Lexicon publication has been a hit with developers, and powers some cool power tools like lexicon.garden (by ) and UFOs (by ). But there are some missing pieces that result in common questions like:
"What XRPC endpoints must a PDS implement? How about a relay, or a bsky AppView?"
"What record types need to be indexed to implement bsky blocks? And what is that block behavior?"
"Which AppView endpoints require authentication, and which are public?"
"How to discover implementations and providers for existing XRPC endpoints? Or which apps use which record schemas?"
This post is going to riff on a couple different mechanisms that could provide answers to questions like these. I think that lexicon.garden already implements some similar ideas, and I wouldn't be surprised if others in the ecosystem are experimenting.
Service Interface Definitions
A new lexicon type could be specified which lists a bundle of XRPC endpoints and record types which together form a service "interface". Actual software and deployments might compose multiple interfaces. Metadata in the interface would indicate which endpoints require different levels of auth (public, authentication, admin authentication).
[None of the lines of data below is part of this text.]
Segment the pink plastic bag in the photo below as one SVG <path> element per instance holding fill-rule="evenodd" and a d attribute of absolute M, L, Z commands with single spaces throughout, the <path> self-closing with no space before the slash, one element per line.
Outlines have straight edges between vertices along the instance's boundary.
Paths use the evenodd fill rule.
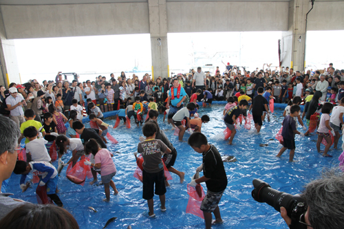
<path fill-rule="evenodd" d="M 228 127 L 226 127 L 226 129 L 224 131 L 224 140 L 228 140 L 229 137 L 230 137 L 231 134 L 232 134 L 232 131 L 230 130 Z"/>
<path fill-rule="evenodd" d="M 276 135 L 276 137 L 275 137 L 275 138 L 276 138 L 277 140 L 279 141 L 279 143 L 281 143 L 281 144 L 283 144 L 283 137 L 282 137 L 282 130 L 283 130 L 283 127 L 281 128 L 281 129 L 279 130 L 279 131 L 277 133 L 277 134 Z"/>
<path fill-rule="evenodd" d="M 201 187 L 202 196 L 200 197 L 195 187 L 188 184 L 189 201 L 186 206 L 186 213 L 195 215 L 202 219 L 204 219 L 203 211 L 200 209 L 201 204 L 206 196 L 203 188 Z"/>
<path fill-rule="evenodd" d="M 118 141 L 115 139 L 109 132 L 107 133 L 107 138 L 110 140 L 112 144 L 117 144 Z"/>
<path fill-rule="evenodd" d="M 81 160 L 76 162 L 72 167 L 72 163 L 69 163 L 67 168 L 66 176 L 72 182 L 84 186 L 86 177 L 87 178 L 93 177 L 91 172 L 91 166 L 84 164 L 85 161 L 89 161 L 89 158 L 85 156 L 81 157 Z"/>
<path fill-rule="evenodd" d="M 253 119 L 253 116 L 250 113 L 248 113 L 246 117 L 246 120 L 245 121 L 245 129 L 251 129 L 251 121 Z"/>
<path fill-rule="evenodd" d="M 332 142 L 332 143 L 331 144 L 331 145 L 333 144 L 333 141 L 334 140 L 334 137 L 333 136 L 333 134 L 331 133 L 330 131 L 328 131 L 328 133 L 330 133 L 330 135 L 331 136 L 331 141 Z M 323 143 L 323 144 L 324 146 L 327 146 L 327 142 L 326 142 L 326 140 L 325 140 L 325 138 L 323 138 L 323 140 L 321 141 L 321 143 Z"/>
<path fill-rule="evenodd" d="M 275 101 L 274 99 L 271 99 L 269 101 L 269 109 L 271 113 L 274 113 L 274 105 L 275 105 Z"/>
<path fill-rule="evenodd" d="M 343 151 L 342 154 L 338 157 L 339 160 L 339 168 L 344 172 L 344 151 Z"/>
<path fill-rule="evenodd" d="M 54 141 L 54 143 L 50 146 L 49 150 L 49 155 L 50 158 L 52 158 L 52 162 L 54 162 L 57 159 L 57 152 L 56 152 L 56 142 Z"/>

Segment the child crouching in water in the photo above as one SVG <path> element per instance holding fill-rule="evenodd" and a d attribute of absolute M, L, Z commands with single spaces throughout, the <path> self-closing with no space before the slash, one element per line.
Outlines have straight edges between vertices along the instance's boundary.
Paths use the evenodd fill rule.
<path fill-rule="evenodd" d="M 279 154 L 276 155 L 276 157 L 279 157 L 287 149 L 290 149 L 290 162 L 293 162 L 294 153 L 295 153 L 295 133 L 300 134 L 301 136 L 304 135 L 297 130 L 297 122 L 294 119 L 299 115 L 299 112 L 300 112 L 300 107 L 292 105 L 290 107 L 290 113 L 284 118 L 282 122 L 283 147 L 279 151 Z"/>
<path fill-rule="evenodd" d="M 323 138 L 325 138 L 327 144 L 325 146 L 323 151 L 323 156 L 332 157 L 332 156 L 327 154 L 328 150 L 331 145 L 332 144 L 332 140 L 331 140 L 331 136 L 328 131 L 330 131 L 333 135 L 335 135 L 333 129 L 330 126 L 330 114 L 332 111 L 332 105 L 330 102 L 325 102 L 321 109 L 321 116 L 320 117 L 319 127 L 318 127 L 318 131 L 316 134 L 318 135 L 318 141 L 316 142 L 316 149 L 318 153 L 321 153 L 320 151 L 320 144 L 323 141 Z"/>
<path fill-rule="evenodd" d="M 171 153 L 171 149 L 161 140 L 155 139 L 158 131 L 155 124 L 148 122 L 142 127 L 143 135 L 146 140 L 139 142 L 138 152 L 144 160 L 142 164 L 142 198 L 147 200 L 149 217 L 154 217 L 154 184 L 156 195 L 160 199 L 160 210 L 166 211 L 165 207 L 165 176 L 161 153 Z M 102 171 L 103 173 L 103 171 Z"/>
<path fill-rule="evenodd" d="M 195 132 L 191 134 L 189 138 L 188 144 L 195 151 L 203 155 L 202 164 L 196 169 L 196 172 L 203 170 L 203 176 L 191 180 L 189 185 L 195 187 L 197 184 L 206 182 L 206 195 L 202 201 L 200 209 L 204 216 L 206 229 L 209 229 L 212 223 L 224 223 L 218 204 L 227 187 L 227 175 L 219 151 L 215 146 L 208 144 L 206 137 L 203 133 Z M 213 222 L 211 212 L 213 212 L 215 217 L 215 220 Z"/>
<path fill-rule="evenodd" d="M 100 168 L 102 182 L 104 184 L 106 196 L 106 199 L 103 201 L 108 202 L 110 201 L 110 186 L 114 188 L 114 195 L 118 194 L 115 183 L 112 181 L 112 177 L 117 172 L 115 163 L 111 157 L 113 155 L 107 149 L 101 149 L 97 141 L 93 138 L 91 138 L 85 145 L 85 151 L 87 155 L 93 154 L 95 161 L 94 164 L 85 161 L 85 164 L 96 168 Z"/>

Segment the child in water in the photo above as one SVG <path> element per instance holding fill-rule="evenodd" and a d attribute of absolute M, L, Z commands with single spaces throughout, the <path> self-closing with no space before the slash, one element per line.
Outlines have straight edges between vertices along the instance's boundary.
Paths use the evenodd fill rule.
<path fill-rule="evenodd" d="M 116 188 L 115 183 L 112 180 L 117 172 L 115 163 L 112 160 L 114 156 L 107 149 L 101 149 L 96 140 L 91 138 L 85 145 L 85 150 L 87 154 L 92 153 L 94 155 L 94 163 L 85 161 L 86 165 L 91 167 L 100 168 L 102 182 L 104 184 L 106 199 L 103 201 L 109 202 L 110 201 L 110 186 L 114 189 L 114 195 L 118 194 L 118 190 Z"/>

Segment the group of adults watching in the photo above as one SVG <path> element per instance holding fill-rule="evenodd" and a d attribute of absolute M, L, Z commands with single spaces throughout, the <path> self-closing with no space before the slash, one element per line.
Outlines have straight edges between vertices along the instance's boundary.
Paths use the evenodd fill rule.
<path fill-rule="evenodd" d="M 230 70 L 232 69 L 235 69 L 232 67 Z M 144 89 L 146 94 L 149 95 L 150 87 L 158 85 L 160 89 L 162 89 L 162 87 L 164 88 L 164 98 L 169 98 L 170 100 L 173 100 L 177 98 L 171 98 L 171 93 L 167 94 L 171 87 L 173 87 L 173 94 L 177 97 L 176 96 L 180 93 L 178 88 L 181 87 L 180 85 L 182 84 L 184 88 L 188 87 L 191 85 L 192 93 L 198 89 L 209 89 L 213 87 L 211 82 L 215 80 L 217 86 L 219 88 L 224 88 L 224 91 L 226 91 L 226 93 L 224 92 L 224 99 L 226 99 L 226 94 L 234 89 L 234 87 L 232 87 L 232 86 L 233 86 L 234 80 L 237 78 L 244 79 L 244 77 L 247 78 L 247 75 L 248 75 L 252 80 L 254 78 L 255 86 L 257 84 L 262 83 L 263 86 L 266 87 L 266 82 L 270 82 L 268 80 L 270 76 L 272 76 L 272 78 L 278 77 L 290 81 L 294 78 L 304 76 L 303 81 L 305 81 L 305 83 L 309 81 L 310 76 L 312 76 L 311 72 L 303 74 L 303 76 L 299 72 L 294 74 L 292 69 L 288 69 L 288 74 L 286 74 L 286 72 L 283 72 L 281 76 L 279 76 L 277 72 L 269 69 L 255 72 L 244 71 L 243 74 L 239 69 L 232 72 L 228 71 L 226 68 L 226 71 L 227 72 L 223 75 L 221 75 L 219 72 L 217 72 L 215 76 L 211 76 L 209 74 L 207 74 L 203 72 L 202 69 L 198 68 L 197 72 L 193 70 L 188 75 L 178 74 L 176 76 L 176 79 L 162 79 L 161 77 L 158 77 L 155 80 L 151 80 L 150 76 L 148 74 L 146 74 L 142 80 L 139 80 L 136 76 L 133 76 L 132 80 L 127 79 L 125 73 L 122 72 L 117 80 L 114 78 L 113 74 L 111 74 L 109 80 L 107 80 L 105 76 L 99 76 L 94 82 L 87 80 L 81 83 L 73 80 L 72 84 L 67 81 L 63 82 L 62 76 L 58 74 L 56 83 L 45 80 L 43 82 L 43 85 L 34 80 L 23 85 L 11 83 L 8 89 L 6 89 L 3 86 L 1 86 L 0 96 L 2 102 L 1 113 L 3 115 L 0 115 L 0 129 L 1 129 L 0 131 L 0 139 L 1 140 L 1 144 L 0 144 L 0 188 L 3 182 L 10 177 L 16 164 L 18 156 L 18 139 L 21 135 L 19 127 L 25 121 L 23 109 L 30 107 L 30 105 L 31 105 L 31 108 L 32 106 L 37 105 L 35 99 L 38 97 L 44 96 L 45 98 L 51 97 L 53 100 L 55 100 L 58 94 L 60 94 L 63 98 L 64 109 L 67 110 L 68 107 L 72 105 L 69 102 L 72 99 L 77 99 L 80 105 L 84 105 L 86 98 L 92 98 L 92 100 L 99 102 L 100 99 L 102 98 L 99 96 L 100 89 L 101 92 L 104 86 L 109 87 L 115 91 L 114 93 L 114 100 L 117 100 L 118 102 L 125 102 L 126 98 L 134 96 L 136 87 L 138 87 L 138 90 Z M 264 77 L 262 77 L 263 75 L 265 75 Z M 330 69 L 327 74 L 321 74 L 320 72 L 315 72 L 312 76 L 317 82 L 315 89 L 318 88 L 319 91 L 325 87 L 323 84 L 332 84 L 333 81 L 329 80 L 331 77 L 335 77 L 339 80 L 339 76 L 344 76 L 344 71 L 332 71 L 332 69 Z M 324 83 L 324 81 L 326 81 L 326 83 Z M 336 83 L 338 82 L 334 81 L 334 84 L 335 85 Z M 171 83 L 172 85 L 170 85 Z M 122 87 L 129 88 L 127 91 L 125 91 L 127 97 L 122 95 L 120 98 L 120 91 L 123 89 L 120 89 L 118 85 L 122 85 Z M 230 86 L 230 85 L 232 85 Z M 149 87 L 147 88 L 147 87 Z M 258 85 L 258 87 L 261 87 L 261 85 Z M 183 96 L 181 98 L 178 96 L 178 102 L 174 103 L 173 105 L 173 101 L 172 101 L 173 106 L 178 107 L 178 108 L 182 106 L 180 101 L 185 99 L 185 94 L 186 93 L 186 90 L 184 89 L 183 90 Z M 180 94 L 182 94 L 182 93 Z M 96 96 L 97 94 L 98 97 Z M 151 94 L 151 96 L 153 94 Z M 182 100 L 182 102 L 183 101 Z M 166 106 L 169 105 L 169 102 L 167 102 Z M 6 116 L 9 116 L 10 119 Z M 302 197 L 306 200 L 308 206 L 304 219 L 305 223 L 308 225 L 308 228 L 343 228 L 342 217 L 344 214 L 344 205 L 342 204 L 344 199 L 344 176 L 343 173 L 332 174 L 330 176 L 323 177 L 323 179 L 309 183 L 305 186 Z M 285 212 L 283 211 L 282 217 L 289 225 L 291 223 L 290 219 L 286 215 L 286 213 L 284 213 Z M 39 206 L 24 202 L 10 197 L 9 193 L 0 193 L 0 225 L 6 226 L 5 228 L 11 228 L 34 227 L 78 228 L 76 221 L 67 210 L 53 205 Z"/>

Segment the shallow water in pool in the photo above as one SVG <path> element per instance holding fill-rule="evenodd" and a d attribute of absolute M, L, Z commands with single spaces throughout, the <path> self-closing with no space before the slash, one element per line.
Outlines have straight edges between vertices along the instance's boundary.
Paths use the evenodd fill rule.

Interfaces would be useful as a form of developer documentation (which could be rendered in lexicon explorers), and could also help with scoping code generation. Tools like lexgen (in Go) or the lex CLI (in TypeScript) could generate API clients and server stubs scoped to specific interfaces. Automated testing tools could verify that implementations actually include all the listed endpoints. Sync and indexing tools like tap could include all the relevant record types.
A handful of com.atproto.* interfaces could describe protocol-level network roles like "PDS" or "relay", though such definitions should reflect what is written in the specifications, not vica versa. Lexicon designers could publish their own interface declarations. Interfaces would have some similarities to permission sets, but have different purposes and are not redundant. For example, interfaces could freely reference definitions across NSID hierarchies.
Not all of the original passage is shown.